State lab research highlighted in end-of-year top advances lists by Autism Speaks and SFARI
Monday, January 13, 2014
For the third consecutive year, work from the lab of department chair Matthew W. State, MD, PhD, has been selected as one of the Autism Speaks Top Ten Advances in Autism Research and highlighted as one of the most notable papers of the year by the Simons Foundation Autism Research Initiative (SFARI). In a study published by Cell in November featuring graduate student Jeremy Willsey as lead author, the State lab, along with researchers at Yale University, the University of Pittsburgh Medical Center and Carnegie Mellon University, found that a functionally diverse set of autism spectrum disorder (ASD) genes converged on one cell type, in one brain region, and at one specific period during human mid-fetal development. These results will help establish key parameters for future functional experiments aimed at elucidating the cellular, molecular and circuit level pathophysiology of ASD.
Autism Speaks and SFARI have previously recognized the State lab in 2011 for work on de novo copy number variation and in 2012 for research on whole exome sequencing, both featuring recent Grand Rounds speaker Stephan Sanders, MD, as first author.

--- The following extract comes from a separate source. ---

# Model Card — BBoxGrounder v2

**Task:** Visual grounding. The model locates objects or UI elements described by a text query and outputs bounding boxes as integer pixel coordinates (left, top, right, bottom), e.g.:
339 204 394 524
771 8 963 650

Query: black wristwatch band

Autism Speaks is the world's leading autism science and advocacy organization. It is dedicated to funding research into the causes, prevention, treatments and a cure for autism; increasing awareness of autism spectrum disorders; and advocating for the needs of individuals with autism and their families. Founded in 2005, Autism Speaks has committed nearly $200 million to research and developing innovative resources for families, and has established partnerships in more than 40 countries to foster international research, services and awareness.

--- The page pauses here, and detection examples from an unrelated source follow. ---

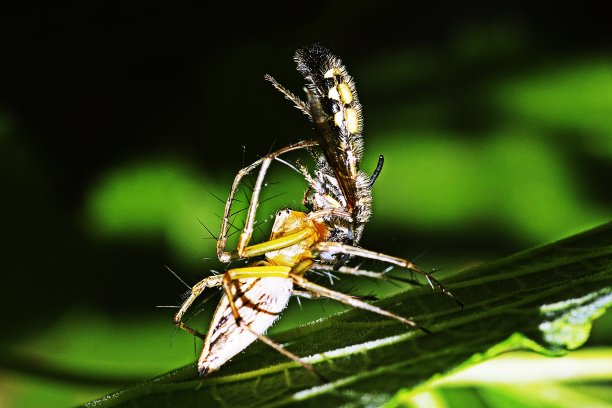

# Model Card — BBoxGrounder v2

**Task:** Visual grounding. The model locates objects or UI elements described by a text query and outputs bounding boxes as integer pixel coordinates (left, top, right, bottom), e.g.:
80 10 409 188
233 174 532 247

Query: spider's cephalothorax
267 45 382 249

Started in 2003, the Simons Foundation Autism Research Initiative (SFARI) is a discrete scientific research program within the Simons Foundation's overall suite of programs. SFARI's goal is to sponsor research that promises to increase scientific understanding of autism spectrum disorders and currently supports 175 investigators. Since 2007, the initiative has provided or committed more than $260 million in external research support to more than 250 investigators in the U.S. and abroad.